The Challenges and options that face a financial institution when setting up a self-service Internet site are daunting, but they should not be allowed to paralyze an organization's bid to capture high-value customers-college educated, 30- to 50-year-olds of medium to high income.

Even so, moving to the Internet is difficult. The Web represents an interesting hybrid of customer service and sales capabilities. It potentially combines the value add of the retail branch relationship manager with the costs and efficiencies of the automated telephone response systems.

While the cross-selling appeal of the Internet is evident, most organizations wrestle with how to get started. This can often be attributed to confusion over ownership-both directional and funding-of the project. Is electronic service an extension of the call center, thus owned by operations or IT, or is it a new relationship management platform owned by marketing or strategic business development groups?

Tied Up in knots

Working internally to answer this question can lead to significant delays. Each contingency has its own requirements. The result is often a daunting list of full-service features along with personalization ideas, marketing capabilities, and technical specifications. As the requirements grow in features and complexity, time lines and costs increase. Uncertainty around ownership, functionality and costs reinforce the decision to delay the introduction of the self-service platform.

Most financial institutions are struggling to cost-justify Internet self-service projects. There are typically two strategies for justifying expenditures. The first approach is a reduced cost-of-service model, such as FedEx's, to increase customer satisfaction while reducing the cost of service.

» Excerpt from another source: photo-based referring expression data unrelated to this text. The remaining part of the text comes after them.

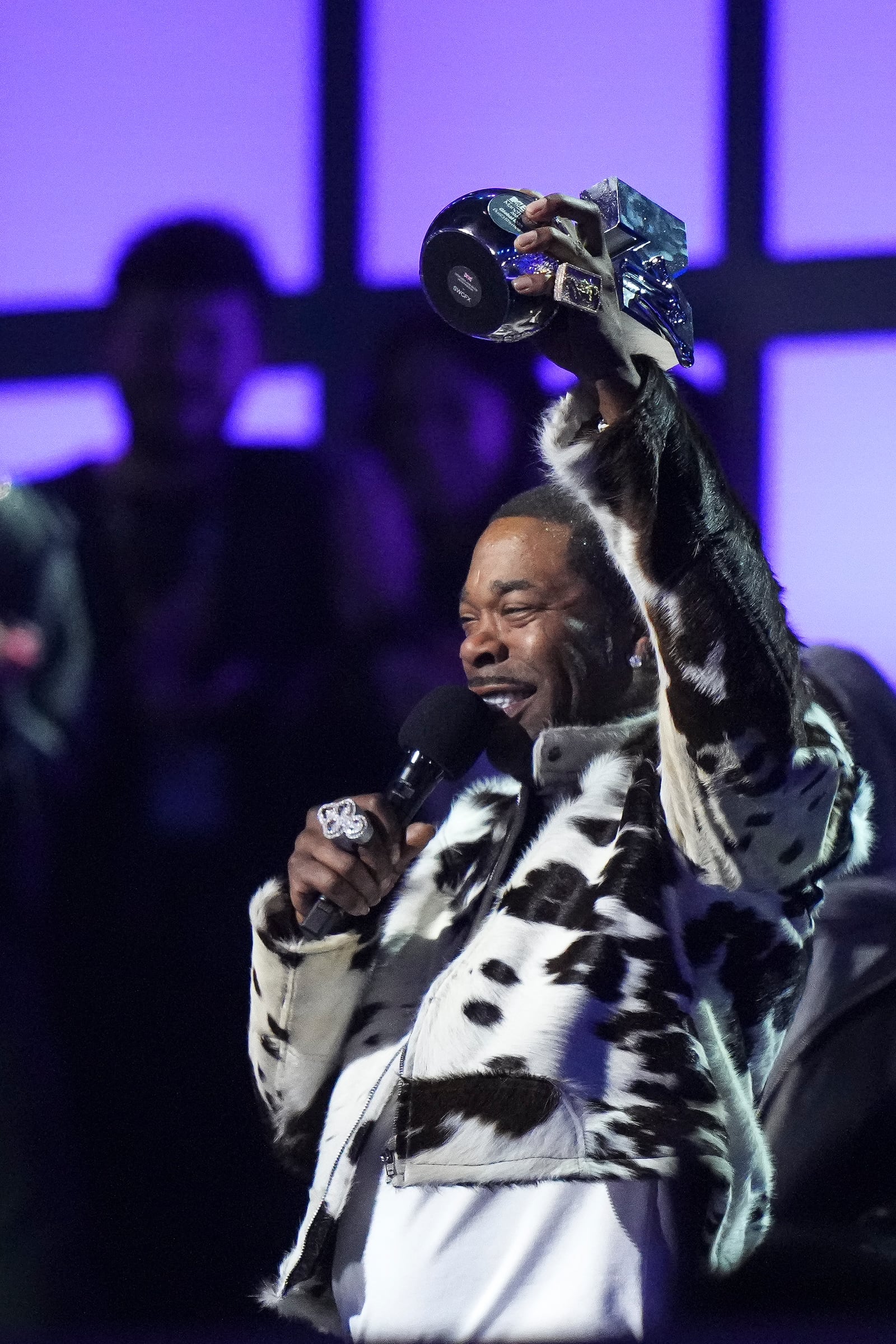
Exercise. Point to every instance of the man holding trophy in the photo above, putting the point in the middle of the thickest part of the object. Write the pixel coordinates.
(517, 1060)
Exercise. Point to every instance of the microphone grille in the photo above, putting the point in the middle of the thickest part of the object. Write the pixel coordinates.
(450, 726)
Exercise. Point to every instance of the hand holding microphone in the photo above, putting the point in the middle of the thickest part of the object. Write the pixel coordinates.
(354, 851)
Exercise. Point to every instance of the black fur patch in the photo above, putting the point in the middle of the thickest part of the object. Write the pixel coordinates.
(512, 1105)
(792, 852)
(483, 1012)
(758, 969)
(316, 1261)
(277, 1030)
(500, 972)
(595, 830)
(595, 962)
(506, 1065)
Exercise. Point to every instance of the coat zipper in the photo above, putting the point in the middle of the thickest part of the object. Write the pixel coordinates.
(388, 1156)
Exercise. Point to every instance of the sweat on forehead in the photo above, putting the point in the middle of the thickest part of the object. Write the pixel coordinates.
(586, 556)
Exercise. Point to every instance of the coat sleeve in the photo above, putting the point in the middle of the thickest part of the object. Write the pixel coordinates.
(301, 1003)
(757, 778)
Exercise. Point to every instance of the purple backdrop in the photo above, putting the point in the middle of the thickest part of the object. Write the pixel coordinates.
(113, 115)
(828, 496)
(832, 128)
(511, 93)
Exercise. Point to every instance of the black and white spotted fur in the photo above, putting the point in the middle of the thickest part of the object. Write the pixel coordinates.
(618, 1011)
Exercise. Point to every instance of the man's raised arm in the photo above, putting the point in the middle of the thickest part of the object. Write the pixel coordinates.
(758, 784)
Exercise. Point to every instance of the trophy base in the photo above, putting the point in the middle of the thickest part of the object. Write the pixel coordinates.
(464, 283)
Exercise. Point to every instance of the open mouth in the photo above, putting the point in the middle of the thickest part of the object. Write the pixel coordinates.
(510, 699)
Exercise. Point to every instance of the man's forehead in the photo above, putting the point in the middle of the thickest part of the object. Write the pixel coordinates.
(516, 553)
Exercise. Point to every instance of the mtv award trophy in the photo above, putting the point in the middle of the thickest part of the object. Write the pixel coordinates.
(468, 261)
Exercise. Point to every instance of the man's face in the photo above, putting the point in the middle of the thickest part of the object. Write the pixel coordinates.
(180, 360)
(539, 642)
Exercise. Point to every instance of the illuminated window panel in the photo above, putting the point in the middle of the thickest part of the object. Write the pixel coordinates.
(117, 115)
(512, 93)
(280, 407)
(53, 425)
(832, 129)
(828, 478)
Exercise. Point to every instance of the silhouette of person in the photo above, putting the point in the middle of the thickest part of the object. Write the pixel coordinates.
(445, 440)
(203, 580)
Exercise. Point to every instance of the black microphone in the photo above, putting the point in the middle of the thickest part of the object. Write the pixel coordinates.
(441, 738)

The second approach is usually more strategic and is driven by marketing or business development executives. This approach analyzes the added value created by the new channel.

Both of these cost justification approaches have a similar critical variable that is left to speculation: How many customers will use the channel and how often?

There are other critical, behavior-related questions like will customer service calls increase or decrease? Almost all investment analysis tools incorporate these variables and, therefore, organizations struggle to predict answers. Understanding who and how often your customers will utilize the self-service platform will impact your attempt to size the infrastructure to support the channel.

There are enormous options available when designing a self-service site. Unlike traditional IT projects or mainframe-based customer service platforms, Web site's can be frequently updated. This enables institutions to take a less-than-perfect approach to getting a Web site up sooner rather than later. By doing so, an institution can begin to answer the questions of who is accessing the site and how often. You can then track the impact on your call center activity. Based on that information, meaningful economic models can be developed.

There are two types of electronic customer service transactions. The first is data access through a voice response unit (VRU) providing consumers with access to checking account balances.

The second is providing workflow or servicing. Workflow is typically processing that requires the customer to hit zero on their phone in a VRU to talk to a live customer representative. These interactions include change of address, stop payment, transaction dispute.

As you might imagine, providing data access via a self-service channel is much easier than providing workflow activities. A typcial VRU might provide 10 or 15 options, yet half are infrequently accessed. Look for the 80/20 rule: what 20 percent functionality can handle 80 percent of customers' inquiries.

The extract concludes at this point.